One of the most important things you should look at in a Hostelworld review is the "Atmosphere" ranking. "If this is anywhere below a 7.0 or so, I avoid it," Marek explains. He also suggests using the filters on the site to ensure the habitation provides the amenities you are looking for — this might include features such as "Luggage Storage," "Free Breakfast," or "Free WiFi."
Sometimes you can secure a room in a monastery or convent — or even in a Christian or Jewish guest house. "An internet search or a visit to the local tourist board’s website can help you find these options," says Schlichter. Accommodations in religious housing are likely to be family-friendly and clean, but they will be simple — not luxurious. They'll also have a curfew, so only use this sort of place if you aren't planning to party the night away.
If you want a more private, personalized domicile, try an Airbnb. "Airbnb and other similar platforms like it allow you to find properties that are hard or even impossible to find on regular hotel booking sites," says Marek.

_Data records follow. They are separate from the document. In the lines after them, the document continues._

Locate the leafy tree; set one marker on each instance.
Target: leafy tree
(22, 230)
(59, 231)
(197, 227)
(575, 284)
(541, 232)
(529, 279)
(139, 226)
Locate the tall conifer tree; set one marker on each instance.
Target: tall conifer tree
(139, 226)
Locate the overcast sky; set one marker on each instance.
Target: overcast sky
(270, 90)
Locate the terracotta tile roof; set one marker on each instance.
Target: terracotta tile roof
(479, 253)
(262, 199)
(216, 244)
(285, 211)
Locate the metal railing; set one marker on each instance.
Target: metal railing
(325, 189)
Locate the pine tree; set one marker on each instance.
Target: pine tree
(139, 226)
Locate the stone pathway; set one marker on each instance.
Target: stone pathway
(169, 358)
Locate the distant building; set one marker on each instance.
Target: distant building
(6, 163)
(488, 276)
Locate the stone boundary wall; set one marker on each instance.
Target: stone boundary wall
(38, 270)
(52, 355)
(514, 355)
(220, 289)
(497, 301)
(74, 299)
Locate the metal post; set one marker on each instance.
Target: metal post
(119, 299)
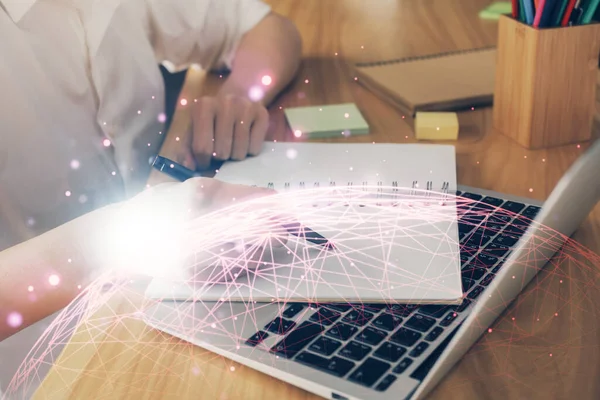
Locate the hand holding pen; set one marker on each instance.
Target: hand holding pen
(181, 173)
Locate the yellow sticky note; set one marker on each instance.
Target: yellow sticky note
(436, 126)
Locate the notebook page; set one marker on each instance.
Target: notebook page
(293, 163)
(383, 254)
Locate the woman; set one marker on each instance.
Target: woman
(148, 231)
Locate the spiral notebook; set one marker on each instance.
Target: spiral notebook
(385, 251)
(437, 82)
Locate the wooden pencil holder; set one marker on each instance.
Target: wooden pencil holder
(545, 88)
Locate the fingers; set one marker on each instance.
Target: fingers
(203, 132)
(258, 131)
(226, 128)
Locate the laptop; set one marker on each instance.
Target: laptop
(397, 351)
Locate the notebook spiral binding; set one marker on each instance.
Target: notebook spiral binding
(414, 189)
(423, 57)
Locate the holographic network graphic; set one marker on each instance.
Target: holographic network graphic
(230, 250)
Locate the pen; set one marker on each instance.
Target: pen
(181, 173)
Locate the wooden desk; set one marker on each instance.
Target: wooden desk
(121, 358)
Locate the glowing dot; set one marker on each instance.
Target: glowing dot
(53, 280)
(14, 320)
(291, 153)
(256, 93)
(266, 80)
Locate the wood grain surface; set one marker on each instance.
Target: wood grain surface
(544, 346)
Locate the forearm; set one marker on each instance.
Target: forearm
(43, 275)
(272, 48)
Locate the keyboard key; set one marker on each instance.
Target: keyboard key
(517, 228)
(402, 310)
(293, 310)
(473, 294)
(280, 326)
(449, 319)
(336, 366)
(298, 339)
(467, 284)
(400, 368)
(484, 260)
(325, 346)
(420, 323)
(434, 334)
(371, 336)
(358, 317)
(488, 278)
(435, 310)
(369, 372)
(493, 201)
(505, 240)
(475, 240)
(472, 196)
(342, 331)
(341, 307)
(257, 338)
(513, 206)
(531, 211)
(405, 337)
(355, 351)
(390, 352)
(386, 321)
(472, 272)
(466, 303)
(374, 308)
(465, 228)
(385, 383)
(489, 228)
(419, 349)
(495, 250)
(325, 316)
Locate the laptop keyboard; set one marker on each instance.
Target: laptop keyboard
(373, 344)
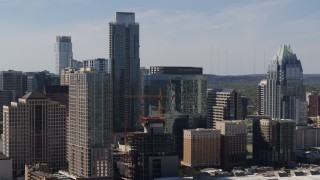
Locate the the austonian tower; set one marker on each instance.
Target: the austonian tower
(125, 68)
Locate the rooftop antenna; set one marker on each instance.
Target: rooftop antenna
(227, 62)
(254, 61)
(264, 61)
(211, 59)
(218, 54)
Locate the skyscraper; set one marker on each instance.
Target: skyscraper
(261, 96)
(63, 50)
(285, 92)
(34, 131)
(125, 69)
(89, 132)
(223, 104)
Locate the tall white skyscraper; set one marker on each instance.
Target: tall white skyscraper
(89, 132)
(63, 50)
(261, 101)
(285, 92)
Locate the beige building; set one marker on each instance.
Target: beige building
(307, 137)
(34, 131)
(233, 143)
(65, 76)
(90, 125)
(274, 142)
(201, 147)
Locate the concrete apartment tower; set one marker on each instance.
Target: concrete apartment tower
(261, 100)
(223, 104)
(125, 69)
(63, 50)
(285, 92)
(90, 125)
(201, 147)
(34, 131)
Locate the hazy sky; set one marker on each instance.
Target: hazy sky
(223, 37)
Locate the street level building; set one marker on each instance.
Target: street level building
(201, 147)
(233, 143)
(153, 151)
(34, 131)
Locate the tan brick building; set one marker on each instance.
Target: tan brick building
(34, 131)
(233, 143)
(201, 147)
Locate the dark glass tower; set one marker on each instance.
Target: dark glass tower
(125, 69)
(285, 92)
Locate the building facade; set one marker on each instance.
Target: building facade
(274, 142)
(125, 68)
(182, 91)
(34, 131)
(90, 125)
(233, 143)
(153, 152)
(285, 92)
(314, 105)
(261, 99)
(201, 147)
(100, 64)
(63, 50)
(223, 104)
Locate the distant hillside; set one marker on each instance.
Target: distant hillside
(247, 84)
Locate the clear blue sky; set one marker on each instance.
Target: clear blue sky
(172, 32)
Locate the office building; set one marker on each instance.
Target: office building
(125, 68)
(223, 104)
(63, 50)
(34, 131)
(14, 81)
(153, 151)
(6, 167)
(285, 92)
(274, 142)
(100, 64)
(314, 105)
(201, 147)
(261, 99)
(90, 125)
(307, 137)
(6, 97)
(233, 143)
(65, 76)
(183, 91)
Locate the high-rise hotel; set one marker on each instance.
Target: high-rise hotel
(90, 124)
(285, 92)
(125, 69)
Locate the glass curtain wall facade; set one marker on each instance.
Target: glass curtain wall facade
(285, 92)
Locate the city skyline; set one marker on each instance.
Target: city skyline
(211, 34)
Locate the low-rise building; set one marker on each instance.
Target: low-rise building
(201, 147)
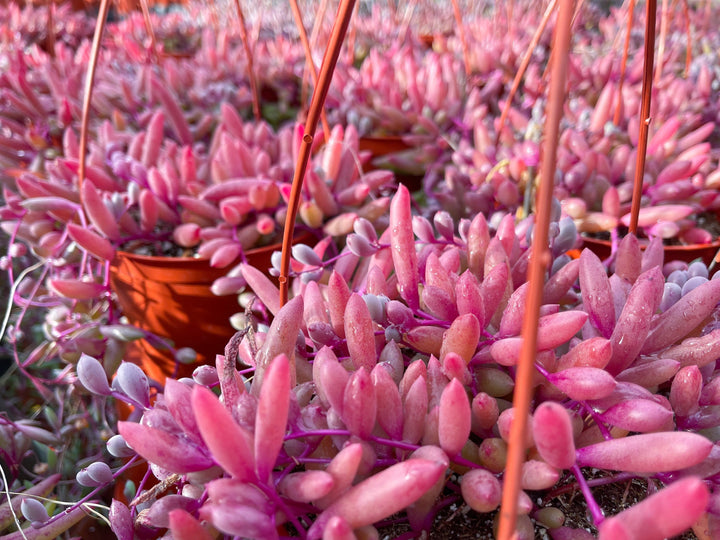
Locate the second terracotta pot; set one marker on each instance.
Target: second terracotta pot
(171, 298)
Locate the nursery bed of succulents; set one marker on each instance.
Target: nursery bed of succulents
(369, 377)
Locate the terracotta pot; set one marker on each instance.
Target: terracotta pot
(706, 252)
(383, 146)
(171, 298)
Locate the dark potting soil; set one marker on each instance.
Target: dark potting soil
(459, 522)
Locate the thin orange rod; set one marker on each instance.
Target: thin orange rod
(462, 36)
(688, 51)
(87, 96)
(623, 64)
(309, 64)
(523, 66)
(644, 113)
(50, 42)
(539, 262)
(148, 26)
(317, 25)
(249, 53)
(342, 20)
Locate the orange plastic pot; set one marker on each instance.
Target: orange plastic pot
(171, 298)
(690, 252)
(392, 144)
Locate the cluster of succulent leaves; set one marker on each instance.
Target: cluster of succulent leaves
(386, 383)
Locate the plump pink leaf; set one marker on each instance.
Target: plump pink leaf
(229, 444)
(389, 404)
(596, 293)
(685, 391)
(402, 242)
(651, 214)
(330, 378)
(261, 285)
(343, 468)
(338, 295)
(360, 333)
(560, 282)
(381, 495)
(462, 337)
(683, 316)
(359, 410)
(183, 526)
(272, 414)
(557, 328)
(338, 529)
(306, 486)
(552, 431)
(281, 338)
(538, 475)
(153, 139)
(121, 521)
(481, 490)
(660, 516)
(649, 374)
(697, 351)
(478, 240)
(633, 324)
(583, 383)
(99, 214)
(638, 415)
(149, 210)
(454, 418)
(647, 453)
(415, 407)
(164, 449)
(493, 289)
(78, 290)
(469, 298)
(593, 352)
(92, 375)
(511, 321)
(94, 244)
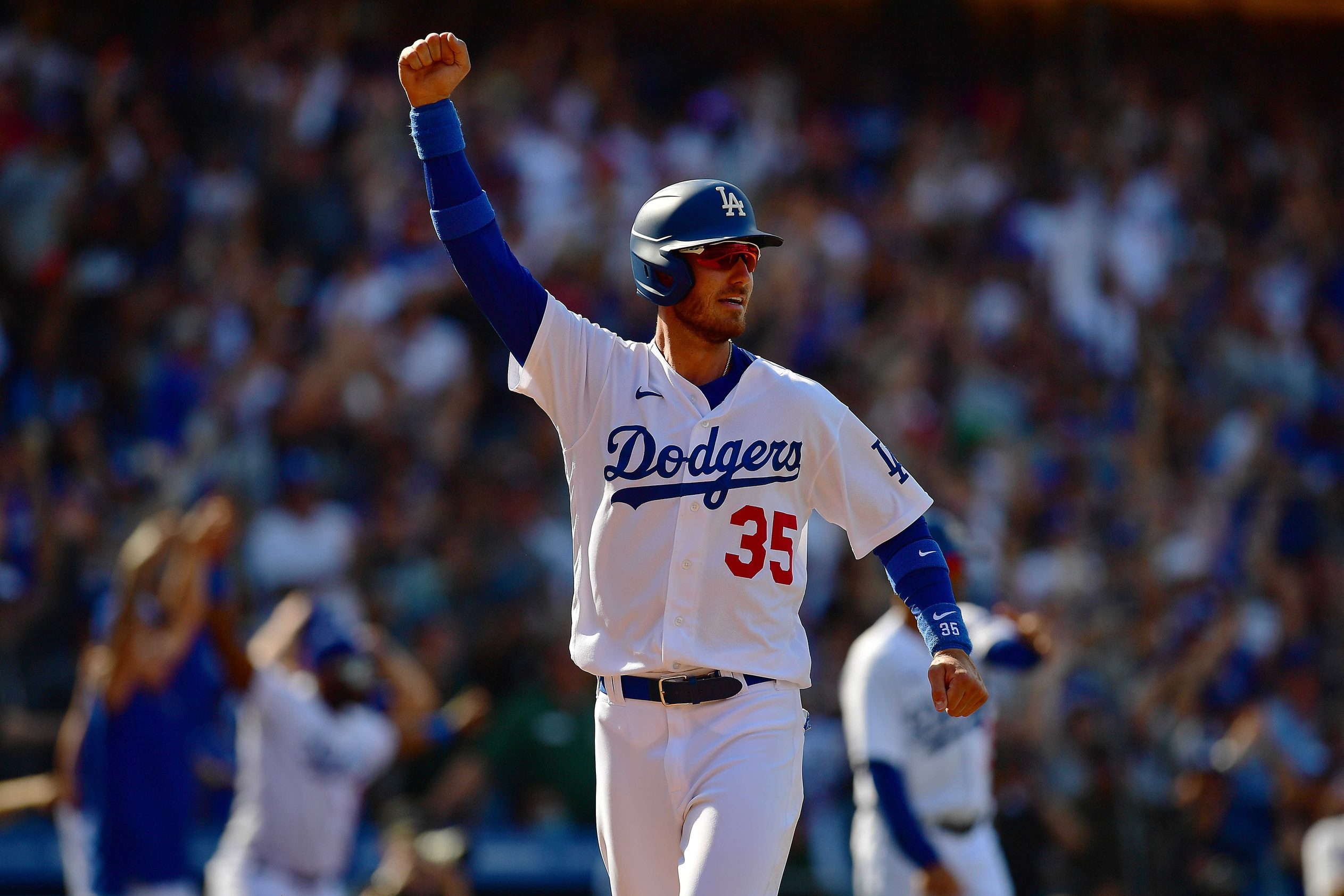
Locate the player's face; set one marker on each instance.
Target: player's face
(716, 309)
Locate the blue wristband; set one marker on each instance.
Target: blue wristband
(437, 131)
(460, 221)
(942, 628)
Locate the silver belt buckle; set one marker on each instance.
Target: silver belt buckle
(663, 696)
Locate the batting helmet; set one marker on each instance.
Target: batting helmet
(684, 215)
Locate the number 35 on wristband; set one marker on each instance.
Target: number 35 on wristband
(750, 557)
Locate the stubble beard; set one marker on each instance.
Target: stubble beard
(706, 320)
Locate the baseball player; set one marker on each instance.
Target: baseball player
(310, 743)
(693, 469)
(924, 820)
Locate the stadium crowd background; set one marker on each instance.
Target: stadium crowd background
(1086, 280)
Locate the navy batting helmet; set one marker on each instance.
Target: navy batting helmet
(694, 213)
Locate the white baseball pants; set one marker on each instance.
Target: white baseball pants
(975, 859)
(699, 800)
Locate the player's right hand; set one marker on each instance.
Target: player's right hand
(432, 68)
(937, 880)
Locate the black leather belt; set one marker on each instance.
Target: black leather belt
(681, 690)
(959, 826)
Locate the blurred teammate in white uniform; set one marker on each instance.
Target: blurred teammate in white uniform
(924, 800)
(308, 746)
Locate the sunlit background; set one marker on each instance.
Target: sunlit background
(1080, 265)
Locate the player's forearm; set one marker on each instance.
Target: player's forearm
(902, 824)
(507, 293)
(920, 575)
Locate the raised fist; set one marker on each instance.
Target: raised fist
(432, 68)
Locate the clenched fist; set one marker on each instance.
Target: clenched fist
(430, 69)
(956, 684)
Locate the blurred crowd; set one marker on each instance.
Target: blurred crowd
(1093, 300)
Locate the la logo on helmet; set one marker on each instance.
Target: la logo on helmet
(732, 203)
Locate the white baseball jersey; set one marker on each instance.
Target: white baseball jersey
(690, 523)
(303, 769)
(947, 762)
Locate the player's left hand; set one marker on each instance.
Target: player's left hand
(956, 684)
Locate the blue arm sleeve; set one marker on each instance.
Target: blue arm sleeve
(507, 293)
(901, 818)
(920, 575)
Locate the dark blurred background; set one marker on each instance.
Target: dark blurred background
(1081, 267)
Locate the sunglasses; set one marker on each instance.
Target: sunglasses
(725, 255)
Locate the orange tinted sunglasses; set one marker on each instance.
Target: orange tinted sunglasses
(725, 255)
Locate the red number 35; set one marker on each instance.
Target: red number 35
(753, 543)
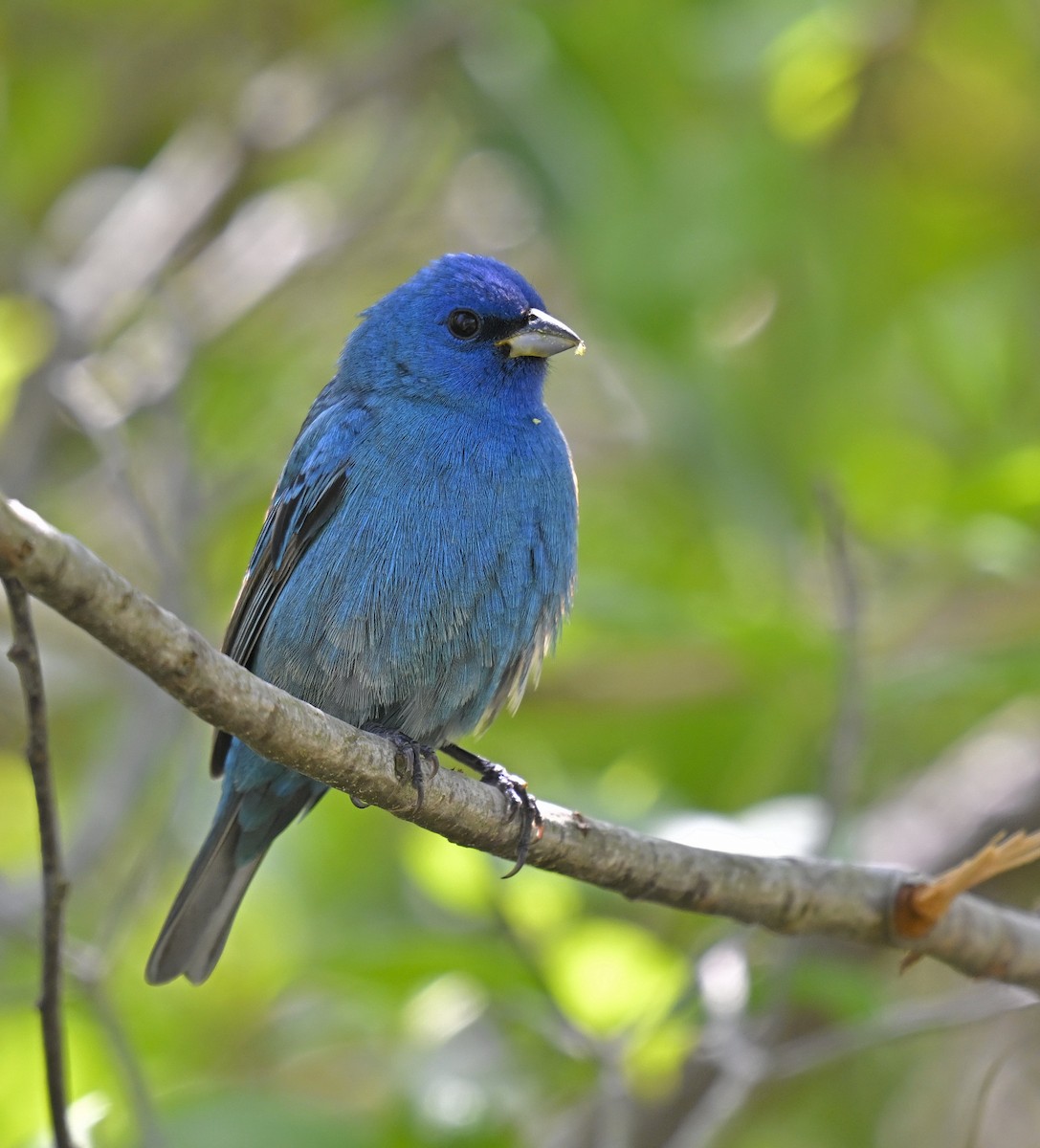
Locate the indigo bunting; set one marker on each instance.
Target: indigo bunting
(414, 566)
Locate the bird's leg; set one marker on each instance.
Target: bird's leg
(412, 753)
(515, 790)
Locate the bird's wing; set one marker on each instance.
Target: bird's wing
(310, 489)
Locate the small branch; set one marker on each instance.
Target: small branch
(794, 895)
(24, 653)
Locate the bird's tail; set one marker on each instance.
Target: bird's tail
(195, 931)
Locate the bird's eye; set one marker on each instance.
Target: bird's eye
(464, 324)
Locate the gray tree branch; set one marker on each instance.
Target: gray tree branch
(790, 895)
(25, 655)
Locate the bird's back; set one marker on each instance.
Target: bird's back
(441, 580)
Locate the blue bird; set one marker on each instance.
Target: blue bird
(414, 566)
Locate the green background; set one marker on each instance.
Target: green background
(800, 241)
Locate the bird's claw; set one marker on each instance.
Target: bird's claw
(409, 757)
(518, 799)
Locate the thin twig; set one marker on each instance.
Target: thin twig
(25, 655)
(846, 747)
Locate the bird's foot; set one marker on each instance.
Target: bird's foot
(518, 798)
(409, 757)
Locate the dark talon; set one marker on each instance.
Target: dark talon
(411, 755)
(515, 790)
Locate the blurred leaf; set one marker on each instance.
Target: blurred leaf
(609, 976)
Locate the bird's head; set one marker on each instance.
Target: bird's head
(465, 330)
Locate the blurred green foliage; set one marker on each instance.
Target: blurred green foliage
(800, 240)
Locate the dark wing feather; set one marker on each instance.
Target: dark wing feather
(300, 506)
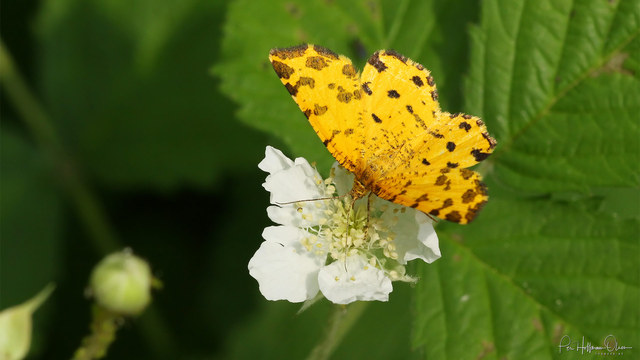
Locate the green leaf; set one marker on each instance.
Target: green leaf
(544, 78)
(30, 214)
(531, 271)
(555, 250)
(128, 85)
(428, 31)
(555, 82)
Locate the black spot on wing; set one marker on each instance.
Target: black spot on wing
(375, 61)
(464, 125)
(325, 52)
(479, 155)
(451, 146)
(366, 88)
(290, 52)
(283, 70)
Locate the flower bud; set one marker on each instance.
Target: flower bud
(15, 326)
(121, 283)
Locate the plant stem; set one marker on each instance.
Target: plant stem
(86, 203)
(340, 321)
(43, 131)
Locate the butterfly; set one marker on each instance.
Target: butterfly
(386, 127)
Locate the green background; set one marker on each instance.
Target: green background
(161, 111)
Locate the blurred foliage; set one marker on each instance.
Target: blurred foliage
(165, 107)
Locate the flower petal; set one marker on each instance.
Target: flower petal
(285, 270)
(343, 179)
(415, 236)
(343, 282)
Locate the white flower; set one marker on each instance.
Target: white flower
(323, 243)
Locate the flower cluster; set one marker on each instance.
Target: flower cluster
(326, 242)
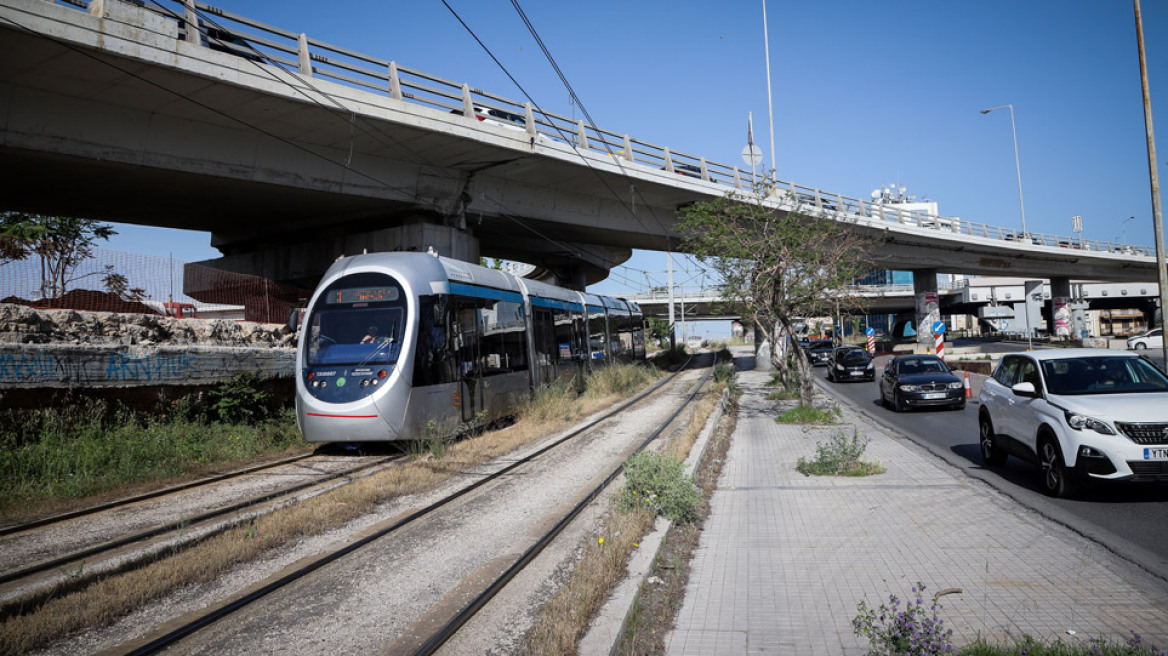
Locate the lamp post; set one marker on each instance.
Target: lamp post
(1016, 162)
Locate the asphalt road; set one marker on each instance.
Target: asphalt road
(1131, 520)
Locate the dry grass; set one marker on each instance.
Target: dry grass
(603, 564)
(109, 599)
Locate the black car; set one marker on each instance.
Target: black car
(919, 381)
(819, 351)
(850, 363)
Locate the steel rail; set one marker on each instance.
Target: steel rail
(144, 496)
(171, 637)
(446, 632)
(186, 522)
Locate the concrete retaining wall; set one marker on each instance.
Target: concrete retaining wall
(89, 365)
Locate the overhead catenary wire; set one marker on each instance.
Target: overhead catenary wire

Be careful when looking at the ratings on the website, as Marek notes "there are very few negative reviews. People simply find it too embarrassing or impolite to criticize someone’s actual home … a place that is clearly deeply personal to them!"
To get a truly great Airbnb, look at the quantity of reviews and think about the impression you get from the photos — in other words, use your intuition. Also, carefully read about all of the details of the residence. "A good Airbnb description outlines exactly which amenities you have access to, and some hosts go a step further by providing coffee and cream for the coffee maker, detergent for laundry facilities, and DVDs or Netflix if you want to stay in for the night," says Hank Coleman of Money Q&A.
"From rural B&Bs to working ranches and cattle farms, this type of stay can cover a wide range of accommodations — and you don’t necessarily have to be willing to milk a cow to take advantage of it," says Schlichter. Farms are a lesser-known form of shelter for weary wayfarers. If you are galavanting through Europe, though, they provide an excellent option. Keep in mind that this place is really only for folks who enjoy a rural setting — and quiet nights.
Traveling across the globe isn't only for the monied — it is for anyone with an open heart and mind.
And if you view every escapade as an adventure, by the time your journey ends, you will have a myriad of amazing stories to tell — in addition to memories that will keep you energized throughout even the most mundane of workdays.